Sunday, February 1, 2009

Research tools for collaboration

An article in CIT that discusses the online tools for research collaboration says, "Faculty who find themselves outgrowing the ‘external links’ page on Blackboard, or constantly emailing new websites and/or web articles to your students, might want to take a look at two technologies created specifically for gathering and sharing web resources: Google Reader and Diigo."

However, my experience has been very different. I often use google reader but that is for updates on news and blogs and not for scientific collaboration. I had used Zotero extensively, especially because it can be used as a plug-in in Firefox and it can automatically save the full reference information for the item in the correct fields. Zotero stores the author, title, and other metadata in a publication and I can export it as a formatted reference elsewhere. However, Zotero stores the information on the local computer. Because I use search engines for searching scientific literature extensively from home as well as at work, I had difficulty combining the two.

Then came 2collab, developed by Elsevier. I was involved in it from the initial stages and got it for the IISc library as a developing partner with Elsevier. Unlike Zotero, the bookmarks are stored on the server, which I can access from anywhere. I can now store, categorize, manage and share the bookmarks. I can import bookmarks from Firefox or from any other bookmarking sites like delicious and connotea. More importantly, I do most of my searches from Scopus and I can directly bookmark these. I can export these references in the format I need. I also send or share these bookmarks to various research groups.
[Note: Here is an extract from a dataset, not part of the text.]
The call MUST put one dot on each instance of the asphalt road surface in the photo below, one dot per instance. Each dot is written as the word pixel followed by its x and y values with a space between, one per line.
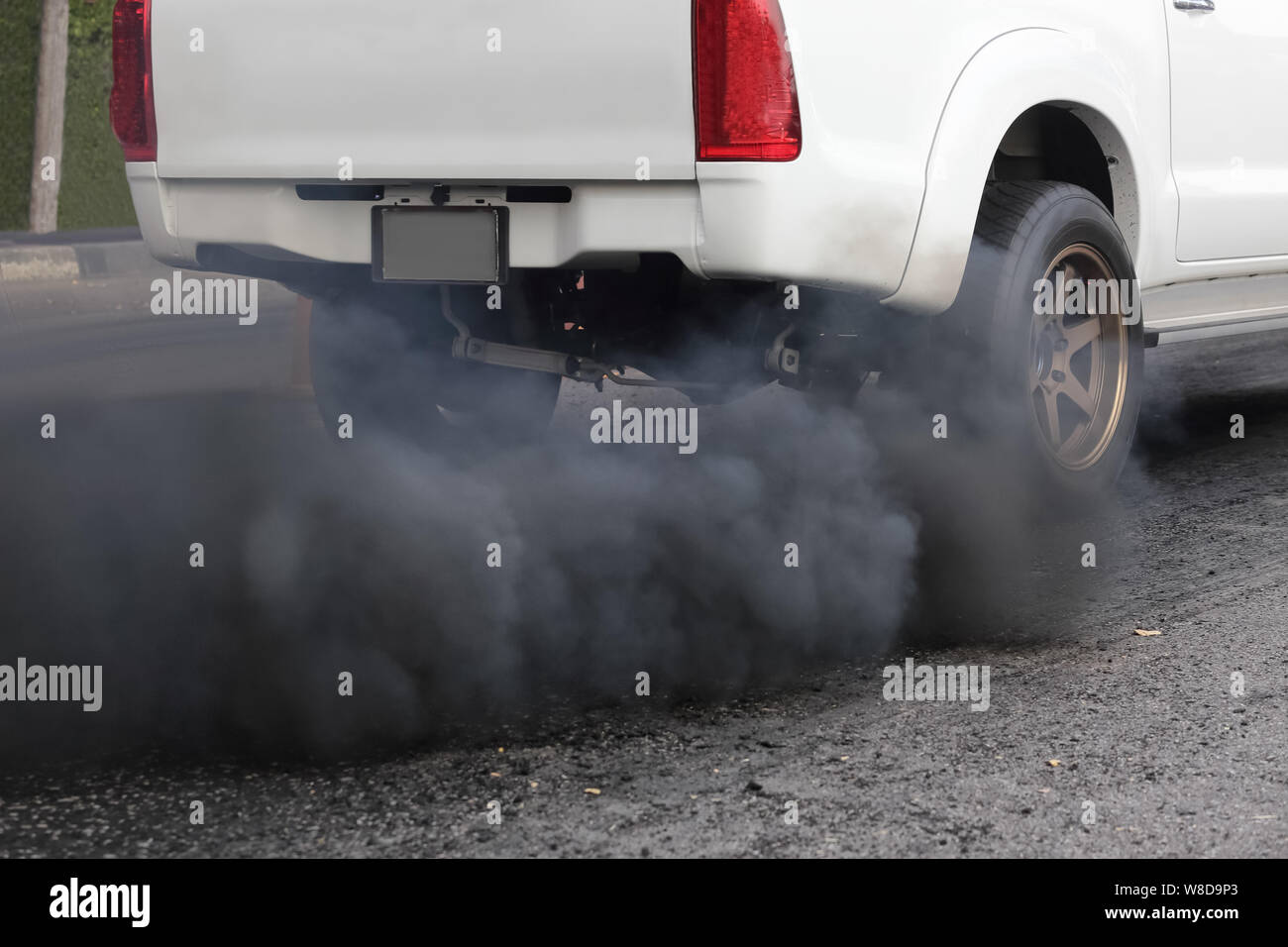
pixel 1096 741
I am aware that the number of databases available with 2collab is much smaller (at least for the moment) than that available for its competitor, CiteULike, but because I use scopus extensively, it suits me. Your mileage may vary.

However, for collecting reference data and generating formatted references in a wide variety of styles and putting it in Word etc, I used a free software called Biblioexpress.

1 comment:

Balaji Ramasubramanian said...

Have you tried Mendeley Desktop? You can extract metadata (title, author, journal name etc.) from PDF files of the papers using Mendeley Desktop. I tried this software. But trust me, the only good thing I found in it was metadata extraction for the huge collection of PDF papers that I have. It does about 70-80% of the job well enough. Some papers are hard to extract, especially if you download from But most others were fine. If it is from a well-known journal it is easier for the software to extract metadata.

In addition, Mendeley offers other things such as sharing the database etc. I don't quite like Mendeley's own database. I'd rather that they directly save it in BibTeX format or as EndNote for the MS Office users. I really prefer JabRef or some such native Linux tool for BibTeX. Please do tell me if you think you have a better tool. I have not as yet tried Zotero. Perhaps I should.